In Ralph Bakshi's 1978 animated version, his role and lines from the narrative are given to Legolas. In Peter Jackson's 2001 live-action film The Lord of the Rings: The Fellowship of the Ring, his role is given to Arwen, who takes Frodo to the Ford and summons the floodwaters to disperse the Nazgûl through an incantation.
In the British musical stage adaptation of The Lord of the Rings, which ran from June 2007 to July 2008 at the Theatre Royal Drury Lane in London's West End, the character was reimagined as a dark-haired elf-woman, played by Alma Ferović.
In the 2015 film The Martian, NASA Director Teddy Sanders asks to be called Glorfindel during the discussion of Project Elrond, a secret meeting about plans to rescue stranded astronaut Mark Watney. The film's writer Drew Goddard claimed that the reference was his proudest moment in the film.

=== Games ===

Glorfindel appears as a non-player character in the 2002 video game The Lord of the Rings: The Fellowship of the Ring. He is voiced by Steve Staley.

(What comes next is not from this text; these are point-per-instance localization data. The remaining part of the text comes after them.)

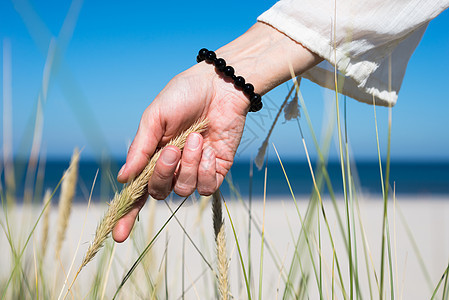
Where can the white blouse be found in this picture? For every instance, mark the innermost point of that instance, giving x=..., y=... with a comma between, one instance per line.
x=370, y=41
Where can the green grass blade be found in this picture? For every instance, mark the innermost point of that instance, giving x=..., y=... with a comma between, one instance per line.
x=147, y=248
x=248, y=290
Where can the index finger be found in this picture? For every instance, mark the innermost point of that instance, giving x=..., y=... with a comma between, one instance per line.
x=147, y=138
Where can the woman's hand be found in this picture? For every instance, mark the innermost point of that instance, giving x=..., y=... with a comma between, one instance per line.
x=197, y=93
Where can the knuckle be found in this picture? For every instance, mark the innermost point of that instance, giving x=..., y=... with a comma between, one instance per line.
x=184, y=190
x=157, y=194
x=205, y=191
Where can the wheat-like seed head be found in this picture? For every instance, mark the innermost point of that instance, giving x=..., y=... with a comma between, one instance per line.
x=68, y=187
x=123, y=202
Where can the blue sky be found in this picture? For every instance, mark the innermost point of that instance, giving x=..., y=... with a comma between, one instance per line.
x=120, y=55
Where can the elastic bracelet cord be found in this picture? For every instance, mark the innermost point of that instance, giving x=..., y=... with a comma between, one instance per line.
x=239, y=81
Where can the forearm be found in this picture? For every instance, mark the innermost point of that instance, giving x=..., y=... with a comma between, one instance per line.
x=262, y=56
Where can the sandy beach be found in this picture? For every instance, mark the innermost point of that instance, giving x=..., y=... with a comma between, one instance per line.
x=424, y=217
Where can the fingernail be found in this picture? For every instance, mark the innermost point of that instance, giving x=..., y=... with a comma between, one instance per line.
x=169, y=156
x=121, y=170
x=193, y=141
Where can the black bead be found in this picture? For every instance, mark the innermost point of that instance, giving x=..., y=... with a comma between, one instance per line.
x=220, y=64
x=199, y=59
x=229, y=71
x=210, y=56
x=255, y=106
x=256, y=98
x=239, y=81
x=248, y=89
x=202, y=53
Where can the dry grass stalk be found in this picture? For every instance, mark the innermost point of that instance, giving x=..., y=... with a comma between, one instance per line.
x=68, y=187
x=45, y=222
x=220, y=239
x=124, y=201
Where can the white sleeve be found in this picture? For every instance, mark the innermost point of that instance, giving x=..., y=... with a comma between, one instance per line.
x=368, y=33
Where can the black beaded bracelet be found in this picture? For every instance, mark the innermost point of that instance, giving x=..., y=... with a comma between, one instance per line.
x=239, y=81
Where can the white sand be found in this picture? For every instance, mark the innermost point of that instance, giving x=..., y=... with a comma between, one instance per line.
x=427, y=218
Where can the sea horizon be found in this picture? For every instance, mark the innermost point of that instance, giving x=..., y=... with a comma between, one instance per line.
x=417, y=178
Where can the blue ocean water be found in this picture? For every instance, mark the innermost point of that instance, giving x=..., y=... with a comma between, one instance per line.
x=410, y=178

In the 2006 real-time strategy game, The Lord of the Rings: The Battle for Middle-earth II, Glorfindel's hair is silver-blond as opposed to his trademark golden-blond colour. He is featured on the game's box art, and is one of the playable hero units of the Elvish faction who rides his steed Asfaloth.

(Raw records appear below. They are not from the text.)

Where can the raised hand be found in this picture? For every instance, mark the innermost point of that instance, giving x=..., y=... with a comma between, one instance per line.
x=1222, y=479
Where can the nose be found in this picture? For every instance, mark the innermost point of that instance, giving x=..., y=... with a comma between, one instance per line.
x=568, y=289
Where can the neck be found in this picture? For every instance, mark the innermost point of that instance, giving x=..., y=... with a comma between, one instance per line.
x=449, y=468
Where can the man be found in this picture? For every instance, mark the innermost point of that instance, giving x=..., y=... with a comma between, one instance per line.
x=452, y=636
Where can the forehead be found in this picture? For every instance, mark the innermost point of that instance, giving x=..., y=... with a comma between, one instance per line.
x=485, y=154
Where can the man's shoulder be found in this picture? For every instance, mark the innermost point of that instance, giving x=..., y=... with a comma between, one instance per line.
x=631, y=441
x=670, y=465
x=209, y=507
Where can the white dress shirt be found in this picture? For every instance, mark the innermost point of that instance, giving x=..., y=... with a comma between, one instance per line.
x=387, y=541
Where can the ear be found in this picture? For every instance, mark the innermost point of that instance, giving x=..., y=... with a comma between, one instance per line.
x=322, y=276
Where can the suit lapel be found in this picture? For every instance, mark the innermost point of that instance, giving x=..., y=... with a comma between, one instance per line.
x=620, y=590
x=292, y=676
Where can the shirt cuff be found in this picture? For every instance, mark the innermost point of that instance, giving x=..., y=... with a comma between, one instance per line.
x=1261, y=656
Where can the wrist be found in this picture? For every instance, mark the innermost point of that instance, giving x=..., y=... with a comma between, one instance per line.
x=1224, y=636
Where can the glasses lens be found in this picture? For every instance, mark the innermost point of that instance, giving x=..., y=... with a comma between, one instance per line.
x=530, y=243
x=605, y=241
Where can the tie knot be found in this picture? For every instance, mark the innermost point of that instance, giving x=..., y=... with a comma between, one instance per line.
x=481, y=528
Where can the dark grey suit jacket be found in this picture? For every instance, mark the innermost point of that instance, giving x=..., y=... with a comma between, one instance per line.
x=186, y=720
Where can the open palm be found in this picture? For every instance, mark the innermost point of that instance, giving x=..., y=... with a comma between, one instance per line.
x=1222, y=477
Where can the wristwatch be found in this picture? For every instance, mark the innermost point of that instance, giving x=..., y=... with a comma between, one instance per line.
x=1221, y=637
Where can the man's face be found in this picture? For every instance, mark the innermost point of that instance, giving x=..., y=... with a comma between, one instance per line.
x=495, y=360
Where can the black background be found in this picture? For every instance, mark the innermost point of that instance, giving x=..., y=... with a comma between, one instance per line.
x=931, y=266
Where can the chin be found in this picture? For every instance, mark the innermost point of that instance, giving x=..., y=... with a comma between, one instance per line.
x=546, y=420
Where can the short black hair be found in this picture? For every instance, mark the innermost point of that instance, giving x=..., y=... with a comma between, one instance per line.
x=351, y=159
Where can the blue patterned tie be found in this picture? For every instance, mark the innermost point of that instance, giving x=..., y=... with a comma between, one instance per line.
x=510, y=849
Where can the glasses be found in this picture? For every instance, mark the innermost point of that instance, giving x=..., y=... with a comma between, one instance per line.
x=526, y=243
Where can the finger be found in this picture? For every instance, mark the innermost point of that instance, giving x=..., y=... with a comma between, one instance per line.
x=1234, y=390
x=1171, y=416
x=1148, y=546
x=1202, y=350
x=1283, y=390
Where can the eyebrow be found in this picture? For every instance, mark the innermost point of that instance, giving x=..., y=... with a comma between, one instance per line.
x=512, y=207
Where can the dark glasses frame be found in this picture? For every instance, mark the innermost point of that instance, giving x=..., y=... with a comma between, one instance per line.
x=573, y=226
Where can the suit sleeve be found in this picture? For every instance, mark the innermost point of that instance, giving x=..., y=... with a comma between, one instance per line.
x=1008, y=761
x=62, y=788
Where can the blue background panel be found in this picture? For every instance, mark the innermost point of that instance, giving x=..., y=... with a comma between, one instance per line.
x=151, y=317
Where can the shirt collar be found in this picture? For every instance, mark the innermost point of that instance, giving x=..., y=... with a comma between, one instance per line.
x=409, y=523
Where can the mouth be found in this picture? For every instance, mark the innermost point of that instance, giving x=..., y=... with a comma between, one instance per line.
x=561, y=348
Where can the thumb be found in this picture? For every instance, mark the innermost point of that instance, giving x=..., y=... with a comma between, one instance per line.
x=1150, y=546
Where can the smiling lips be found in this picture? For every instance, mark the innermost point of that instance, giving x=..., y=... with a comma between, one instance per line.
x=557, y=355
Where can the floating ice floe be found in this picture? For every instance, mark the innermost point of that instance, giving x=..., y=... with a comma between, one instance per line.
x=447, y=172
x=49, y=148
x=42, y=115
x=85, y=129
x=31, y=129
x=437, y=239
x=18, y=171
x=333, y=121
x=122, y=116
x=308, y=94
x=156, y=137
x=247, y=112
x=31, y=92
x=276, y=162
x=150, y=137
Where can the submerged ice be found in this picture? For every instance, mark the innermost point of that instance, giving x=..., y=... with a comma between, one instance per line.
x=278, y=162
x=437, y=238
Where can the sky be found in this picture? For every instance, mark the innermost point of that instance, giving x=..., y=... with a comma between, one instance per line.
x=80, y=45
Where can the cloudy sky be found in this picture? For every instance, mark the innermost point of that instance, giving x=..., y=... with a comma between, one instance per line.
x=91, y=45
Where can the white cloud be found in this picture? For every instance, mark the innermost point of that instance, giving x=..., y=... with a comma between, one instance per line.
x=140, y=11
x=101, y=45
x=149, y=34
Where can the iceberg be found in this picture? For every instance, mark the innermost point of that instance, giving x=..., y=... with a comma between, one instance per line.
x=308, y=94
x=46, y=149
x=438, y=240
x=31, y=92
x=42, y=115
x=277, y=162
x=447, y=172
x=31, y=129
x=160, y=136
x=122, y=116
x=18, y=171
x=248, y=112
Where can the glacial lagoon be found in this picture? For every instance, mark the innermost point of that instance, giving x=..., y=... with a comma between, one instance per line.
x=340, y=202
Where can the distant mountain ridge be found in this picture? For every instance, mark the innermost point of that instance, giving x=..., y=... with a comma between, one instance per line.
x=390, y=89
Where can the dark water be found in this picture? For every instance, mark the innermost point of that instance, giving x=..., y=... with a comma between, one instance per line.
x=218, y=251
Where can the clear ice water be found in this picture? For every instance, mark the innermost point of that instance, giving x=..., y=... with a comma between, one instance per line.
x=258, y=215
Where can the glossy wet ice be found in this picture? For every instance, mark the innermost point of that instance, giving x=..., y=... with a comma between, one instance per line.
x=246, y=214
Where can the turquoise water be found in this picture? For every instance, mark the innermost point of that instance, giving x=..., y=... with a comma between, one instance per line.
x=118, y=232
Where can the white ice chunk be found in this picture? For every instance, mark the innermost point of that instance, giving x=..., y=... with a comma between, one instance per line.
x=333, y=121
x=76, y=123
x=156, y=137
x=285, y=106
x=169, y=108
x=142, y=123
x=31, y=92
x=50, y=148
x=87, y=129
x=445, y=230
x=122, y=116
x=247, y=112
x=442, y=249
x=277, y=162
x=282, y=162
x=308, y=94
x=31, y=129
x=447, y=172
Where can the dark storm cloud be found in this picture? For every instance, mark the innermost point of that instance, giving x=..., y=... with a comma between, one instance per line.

In the Lord of the Rings Online, Glorfindel appeared as a non-player character.
The Games Workshop tabletop strategy battle game adaptation of The Lord of the Rings features two versions of Glorfindel: In one form, he is fully clad in armour, while the other has Glorfindel clad in robes and riding Asfaloth.

A version of Glorfindel appears in the Lego Lord of the Rings video game, where he is available as downloadable content.